1. Текст первый. Марина, 13 лет
Я. Я — пресволочнейшее существо. Я страдает вялотекущей шизофренией с осложнением на мозжечок. В связи с чем у Я нескоординированные движения, неадекватные реакции и слабый контроль над собой (кстати, многие гении этим страдали). Я — совершенно свихнутая толкинистка. Я грузит всех желающих никому не нужной информацией о зомби, демонах, черной магии и якутской мифологии. Я больше заботят никому не нужные пыльные, всеми забытые божества всеми забытых народов, чем собственные одноклассники (не в обиду им будет сказано). Я часами дрессирует компьютер. Я пишет длинные бесконечные романы fantasy и ни одного еще не написала. У Я в комнате постоянный бардак. Sorry! Не бардак, а художественный легкий беспорядок, Я считает, что бардак — это когда вещи ровным слоем в 50 см возлежат на всех относительно плоских поверхностях. Я наплевала на собственную внешность, поведение и всемирные моральные устои. Я не имеет совести, точнее, их у нее две, но обе как-то сильно халявят.
Я никогда не делает домашних заданий иначе как на перемене. Я не задумывается о своем будущем. Старушки в метро при виде Я нередко крестятся. Я безумно любит себя. Я любит пасмурные дни и северный ветер. Я не видит снов, а если и видит, то только кошмары. У Я извращенная система ценностей (примерно как у семейки Адамсов). Я уверена, что Пушкина не было. Я не любит тепла и солнца.
Я слушает металл. Я опасна для общества. Я — хамка и язва. Часто.

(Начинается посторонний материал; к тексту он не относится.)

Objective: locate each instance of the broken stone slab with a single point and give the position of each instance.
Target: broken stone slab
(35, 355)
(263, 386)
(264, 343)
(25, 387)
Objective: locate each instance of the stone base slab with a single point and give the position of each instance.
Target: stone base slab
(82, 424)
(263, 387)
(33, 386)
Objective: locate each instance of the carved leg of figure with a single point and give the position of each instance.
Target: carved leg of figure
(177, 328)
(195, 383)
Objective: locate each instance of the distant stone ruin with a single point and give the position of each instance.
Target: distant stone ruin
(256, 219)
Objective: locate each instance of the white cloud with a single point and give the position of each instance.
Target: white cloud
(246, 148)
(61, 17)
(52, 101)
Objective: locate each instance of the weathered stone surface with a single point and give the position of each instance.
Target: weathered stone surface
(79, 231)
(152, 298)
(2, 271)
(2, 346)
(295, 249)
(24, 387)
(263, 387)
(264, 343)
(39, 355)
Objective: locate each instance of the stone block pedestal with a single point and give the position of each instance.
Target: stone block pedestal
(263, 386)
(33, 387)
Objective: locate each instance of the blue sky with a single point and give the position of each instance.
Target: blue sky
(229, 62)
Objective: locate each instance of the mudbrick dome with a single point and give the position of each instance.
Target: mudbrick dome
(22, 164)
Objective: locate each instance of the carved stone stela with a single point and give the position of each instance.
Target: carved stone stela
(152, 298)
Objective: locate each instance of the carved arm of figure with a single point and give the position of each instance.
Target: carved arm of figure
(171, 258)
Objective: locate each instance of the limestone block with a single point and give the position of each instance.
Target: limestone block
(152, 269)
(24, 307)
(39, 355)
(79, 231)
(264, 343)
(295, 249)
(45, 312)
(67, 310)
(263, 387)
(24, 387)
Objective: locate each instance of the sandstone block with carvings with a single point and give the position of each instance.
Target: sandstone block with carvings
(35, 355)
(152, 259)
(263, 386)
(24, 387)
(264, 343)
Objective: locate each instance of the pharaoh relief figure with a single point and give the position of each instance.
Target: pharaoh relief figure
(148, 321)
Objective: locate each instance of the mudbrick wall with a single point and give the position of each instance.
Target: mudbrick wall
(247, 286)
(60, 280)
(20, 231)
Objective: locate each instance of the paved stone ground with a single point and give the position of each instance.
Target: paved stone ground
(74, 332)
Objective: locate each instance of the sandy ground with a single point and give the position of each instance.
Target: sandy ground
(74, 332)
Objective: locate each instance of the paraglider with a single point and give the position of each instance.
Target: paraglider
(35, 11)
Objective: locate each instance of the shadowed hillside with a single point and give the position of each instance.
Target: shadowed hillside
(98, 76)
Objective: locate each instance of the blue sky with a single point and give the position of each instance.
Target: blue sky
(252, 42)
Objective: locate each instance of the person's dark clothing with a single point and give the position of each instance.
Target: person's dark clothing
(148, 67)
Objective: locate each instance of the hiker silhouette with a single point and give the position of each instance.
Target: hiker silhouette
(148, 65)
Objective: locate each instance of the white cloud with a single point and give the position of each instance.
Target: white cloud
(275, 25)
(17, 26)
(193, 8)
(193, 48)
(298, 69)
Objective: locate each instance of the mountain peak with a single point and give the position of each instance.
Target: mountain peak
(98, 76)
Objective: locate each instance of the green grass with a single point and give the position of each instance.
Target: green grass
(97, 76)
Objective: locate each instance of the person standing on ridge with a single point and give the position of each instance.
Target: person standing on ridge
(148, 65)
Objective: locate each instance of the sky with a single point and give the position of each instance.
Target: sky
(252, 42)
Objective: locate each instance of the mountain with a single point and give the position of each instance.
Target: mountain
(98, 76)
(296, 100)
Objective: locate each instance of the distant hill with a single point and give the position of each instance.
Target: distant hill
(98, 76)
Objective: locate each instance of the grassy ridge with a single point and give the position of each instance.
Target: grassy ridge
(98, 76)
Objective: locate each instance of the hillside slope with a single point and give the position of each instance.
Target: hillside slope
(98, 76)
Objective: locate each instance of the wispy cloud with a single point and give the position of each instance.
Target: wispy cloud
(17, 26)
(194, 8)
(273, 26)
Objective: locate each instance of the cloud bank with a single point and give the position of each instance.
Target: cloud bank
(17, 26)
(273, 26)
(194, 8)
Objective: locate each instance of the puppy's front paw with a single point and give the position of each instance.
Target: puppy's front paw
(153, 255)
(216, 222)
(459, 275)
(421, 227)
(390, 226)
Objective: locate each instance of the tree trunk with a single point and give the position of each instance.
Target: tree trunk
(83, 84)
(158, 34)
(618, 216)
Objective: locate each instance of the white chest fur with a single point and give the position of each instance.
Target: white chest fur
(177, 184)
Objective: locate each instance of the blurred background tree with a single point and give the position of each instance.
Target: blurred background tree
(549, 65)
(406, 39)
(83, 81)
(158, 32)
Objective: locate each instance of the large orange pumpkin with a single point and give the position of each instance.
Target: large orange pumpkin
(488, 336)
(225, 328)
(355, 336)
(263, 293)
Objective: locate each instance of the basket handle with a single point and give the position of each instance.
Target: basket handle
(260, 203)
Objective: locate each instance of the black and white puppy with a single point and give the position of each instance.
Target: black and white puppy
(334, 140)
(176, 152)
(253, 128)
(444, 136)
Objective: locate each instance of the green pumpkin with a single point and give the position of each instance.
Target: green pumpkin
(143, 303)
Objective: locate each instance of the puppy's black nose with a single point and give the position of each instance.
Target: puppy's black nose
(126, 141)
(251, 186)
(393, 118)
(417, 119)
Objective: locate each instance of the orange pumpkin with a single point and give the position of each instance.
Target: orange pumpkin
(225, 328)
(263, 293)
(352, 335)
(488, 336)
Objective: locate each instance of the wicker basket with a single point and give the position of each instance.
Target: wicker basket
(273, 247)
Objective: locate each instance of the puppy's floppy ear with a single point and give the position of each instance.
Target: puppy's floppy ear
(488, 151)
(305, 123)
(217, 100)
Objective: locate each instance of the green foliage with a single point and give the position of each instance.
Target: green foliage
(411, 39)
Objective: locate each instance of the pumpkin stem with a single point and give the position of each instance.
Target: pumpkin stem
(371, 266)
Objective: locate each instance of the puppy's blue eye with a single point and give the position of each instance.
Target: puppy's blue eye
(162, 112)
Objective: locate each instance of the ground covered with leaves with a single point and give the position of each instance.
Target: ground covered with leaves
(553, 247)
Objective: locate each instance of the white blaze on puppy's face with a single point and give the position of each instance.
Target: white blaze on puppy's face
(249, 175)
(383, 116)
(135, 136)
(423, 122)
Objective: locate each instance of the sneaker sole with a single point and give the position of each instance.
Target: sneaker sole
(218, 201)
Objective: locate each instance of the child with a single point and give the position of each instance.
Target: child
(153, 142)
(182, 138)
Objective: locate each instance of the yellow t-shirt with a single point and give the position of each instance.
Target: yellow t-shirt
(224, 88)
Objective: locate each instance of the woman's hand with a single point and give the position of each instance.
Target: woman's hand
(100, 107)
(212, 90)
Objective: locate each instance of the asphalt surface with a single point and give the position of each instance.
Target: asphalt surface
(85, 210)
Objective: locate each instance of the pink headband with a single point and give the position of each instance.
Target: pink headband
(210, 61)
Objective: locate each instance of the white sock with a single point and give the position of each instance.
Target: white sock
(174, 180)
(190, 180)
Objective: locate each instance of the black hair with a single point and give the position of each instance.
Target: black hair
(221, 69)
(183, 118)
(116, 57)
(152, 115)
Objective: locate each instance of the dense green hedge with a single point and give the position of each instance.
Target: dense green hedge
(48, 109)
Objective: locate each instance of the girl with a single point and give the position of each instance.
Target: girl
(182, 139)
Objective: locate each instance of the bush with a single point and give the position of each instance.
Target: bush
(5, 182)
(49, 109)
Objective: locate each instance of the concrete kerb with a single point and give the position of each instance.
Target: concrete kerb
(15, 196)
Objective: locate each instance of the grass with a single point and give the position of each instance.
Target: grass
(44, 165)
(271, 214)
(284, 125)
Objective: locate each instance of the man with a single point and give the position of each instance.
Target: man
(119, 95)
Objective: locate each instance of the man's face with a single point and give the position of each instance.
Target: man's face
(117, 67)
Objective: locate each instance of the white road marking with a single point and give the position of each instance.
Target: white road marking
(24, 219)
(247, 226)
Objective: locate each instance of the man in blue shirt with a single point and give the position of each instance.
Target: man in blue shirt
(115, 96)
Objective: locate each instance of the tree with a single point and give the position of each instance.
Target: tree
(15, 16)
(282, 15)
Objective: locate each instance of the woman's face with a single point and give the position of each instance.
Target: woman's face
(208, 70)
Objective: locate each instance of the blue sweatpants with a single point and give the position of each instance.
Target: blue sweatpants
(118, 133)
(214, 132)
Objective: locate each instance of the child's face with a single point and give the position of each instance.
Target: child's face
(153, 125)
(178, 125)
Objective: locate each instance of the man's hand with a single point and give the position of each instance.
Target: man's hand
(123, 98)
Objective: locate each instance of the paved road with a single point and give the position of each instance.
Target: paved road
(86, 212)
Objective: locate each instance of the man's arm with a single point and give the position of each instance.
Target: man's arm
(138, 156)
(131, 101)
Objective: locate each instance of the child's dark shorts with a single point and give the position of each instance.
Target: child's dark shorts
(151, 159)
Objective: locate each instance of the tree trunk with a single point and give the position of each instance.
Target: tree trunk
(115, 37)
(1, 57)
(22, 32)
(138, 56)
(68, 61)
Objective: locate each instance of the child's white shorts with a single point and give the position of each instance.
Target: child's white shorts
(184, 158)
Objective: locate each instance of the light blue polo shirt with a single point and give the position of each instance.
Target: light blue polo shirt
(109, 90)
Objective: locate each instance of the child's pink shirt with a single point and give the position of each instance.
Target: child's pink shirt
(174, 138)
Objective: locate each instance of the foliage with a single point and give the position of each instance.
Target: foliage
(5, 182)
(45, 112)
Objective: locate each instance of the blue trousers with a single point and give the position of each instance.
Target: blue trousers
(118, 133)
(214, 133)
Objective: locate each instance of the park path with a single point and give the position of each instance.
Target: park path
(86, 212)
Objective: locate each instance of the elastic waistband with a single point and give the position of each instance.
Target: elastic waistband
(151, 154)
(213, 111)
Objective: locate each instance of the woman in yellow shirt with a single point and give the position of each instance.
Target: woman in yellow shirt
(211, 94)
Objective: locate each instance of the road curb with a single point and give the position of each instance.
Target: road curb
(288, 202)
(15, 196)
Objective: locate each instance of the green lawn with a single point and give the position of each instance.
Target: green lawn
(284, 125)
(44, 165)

Я. Я — по сути своей добрая (когда сытая). Я любит леса и воду. Я гуляет под дождем и лечит горло мороженым. У Я на дисплее компьютера живет склонная к суициду собака. Я пишет стихи, которые теряет, никому не показав (не слушайте, Ирина Васильевна, не пишу я стихов!). Я придумывает бесконечные миры. Я находит образы в пятнах на обоях и облаках. Я не любит задумываться на вечные темы. Я любит шумные компании и праздники. Я часто мечтает (ага! о принце на желтом бронтозавре в зеленую клеточку!). Я производит хорошее впечатление на пожилых малознакомых женщин. Я любит готовить. Я — беленькая и пушистенькая. Редко.